Dans l'obscurité, une jeune femme descend de la voiture accidentée. Elle a la voix qui tremble, elle dit qu'il faudrait pousser... Je la calme un peu, on vérifie d'abord que tout va bien. Il y a quatre enfants dans la voiture. Aucun bobo. On fait descendre les enfants et on les met à l'abri à côté de ma voiture. J'ouvre mon coffre à matos et... merdos, y'a pas ma sangle. Des phares s'annoncent sur la route qui roule vite. J'y retourne et fais signe pour demander de s'arrêter. La voiture s'arrête et les gens allument le plafonnier pour que je puisse les voir. Je connais la passagère, c'est la médecin du bled suivant. Je demande s'ils ont une sangle. La conductrice se gare à côté de moi et trouve une sangle parfaite. Sa voiture, un break diesel, est aussi plus lourde et plus coupleuse que la mienne, je lui demande si on peut l'utiliser pour tracter. Aucun problème, elle se positionne sur la grande route devant la voiture accidentée.
Pendant ce temps la médecin enfile son gilet et dit qu'elle va s'occuper de la circulation. Je demande aux enfants de vérifier que ma fille ne pleure pas. Ils s'en font un plaisir. On installe anneaux et sangle. Je dis à la conductrice du break qu'elle peut y aller, mais elle aime autant que je le fasse moi-même. La médecin fait arrêter une voiture qui arrive en face. Avec 4 voitures en warnings on est bien visibles maintenant. Je prends le volant du break et avance un peu juste pour tendre la sangle. Puis je redescends avec l'idée d'expliquer à la jeune femme quel rôle elle peut jouer à son volant pour aider, tout en sachant qu'elle est pas du tout dans son assiette. Mais quand je descends je vois sa bagnole déjà avec les roues braquées nickel, moteur allumé, et au volant un mec que j'avais pas vu arriver. Il s'est lui aussi spontanément arrêté et a tout de suite trouvé l'endroit le plus efficace pour donner son aide. On s'entend pour commencer, quand arrive... un gros camion avec gyrophares oranges. Je rigole. Les routiers proposent de tracter, je leur dis qu'on vient de tout attacher, on va essayer comme ça, et si ça échoue on tirera avec le camion.
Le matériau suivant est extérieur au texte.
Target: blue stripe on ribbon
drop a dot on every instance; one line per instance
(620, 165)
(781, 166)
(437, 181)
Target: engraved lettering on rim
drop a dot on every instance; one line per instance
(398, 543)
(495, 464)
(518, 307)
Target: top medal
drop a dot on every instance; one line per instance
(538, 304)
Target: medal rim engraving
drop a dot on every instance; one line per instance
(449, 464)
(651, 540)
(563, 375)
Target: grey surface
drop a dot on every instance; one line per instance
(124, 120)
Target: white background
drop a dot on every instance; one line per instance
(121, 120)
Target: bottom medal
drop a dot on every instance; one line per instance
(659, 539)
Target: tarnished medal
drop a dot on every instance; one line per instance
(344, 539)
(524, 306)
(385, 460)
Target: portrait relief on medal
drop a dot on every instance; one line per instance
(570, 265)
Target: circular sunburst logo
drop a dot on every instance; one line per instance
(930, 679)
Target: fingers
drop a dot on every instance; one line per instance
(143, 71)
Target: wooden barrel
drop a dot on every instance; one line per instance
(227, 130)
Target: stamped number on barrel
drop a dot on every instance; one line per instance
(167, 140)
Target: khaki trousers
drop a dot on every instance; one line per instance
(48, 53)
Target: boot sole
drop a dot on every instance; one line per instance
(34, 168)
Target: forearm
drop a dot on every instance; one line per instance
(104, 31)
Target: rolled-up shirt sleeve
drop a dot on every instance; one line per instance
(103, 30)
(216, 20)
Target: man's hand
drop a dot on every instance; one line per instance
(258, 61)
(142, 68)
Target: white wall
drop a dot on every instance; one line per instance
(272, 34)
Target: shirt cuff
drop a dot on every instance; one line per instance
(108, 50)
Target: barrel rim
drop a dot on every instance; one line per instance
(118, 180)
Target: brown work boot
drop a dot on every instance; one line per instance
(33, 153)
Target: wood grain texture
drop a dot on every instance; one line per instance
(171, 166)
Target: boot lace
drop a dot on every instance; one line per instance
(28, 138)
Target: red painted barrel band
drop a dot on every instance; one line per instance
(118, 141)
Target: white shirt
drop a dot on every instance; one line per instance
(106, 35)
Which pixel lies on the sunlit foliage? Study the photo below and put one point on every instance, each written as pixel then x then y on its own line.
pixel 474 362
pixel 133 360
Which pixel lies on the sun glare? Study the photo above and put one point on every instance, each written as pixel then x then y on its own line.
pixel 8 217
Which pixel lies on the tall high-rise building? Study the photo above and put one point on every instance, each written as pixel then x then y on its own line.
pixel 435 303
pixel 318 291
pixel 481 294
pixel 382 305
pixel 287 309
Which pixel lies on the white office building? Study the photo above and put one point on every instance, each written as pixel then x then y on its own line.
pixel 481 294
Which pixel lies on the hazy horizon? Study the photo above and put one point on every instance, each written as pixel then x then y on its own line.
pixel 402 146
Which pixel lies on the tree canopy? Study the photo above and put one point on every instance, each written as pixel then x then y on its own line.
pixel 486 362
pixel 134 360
Je reprends le volant du break, je tire, l'autre mec tortille pour que ça sorte, c'est réglé. La médecin retire la sangle. On vérifie sous la caisse qu'il n'y a aucun dommage, on se serre tous la main, on s'assure que la jeune femme est en état de conduire, je remercie les enfants, tout le monde remonte, et on rentre à la maison. Fin de l'histoire avec un grand sourire où tout le monde aurait pu tranquillement continuer sa route, mais où tout le monde a tout de suite fait exactement ce qu'il fallait, dans la bonne humeur.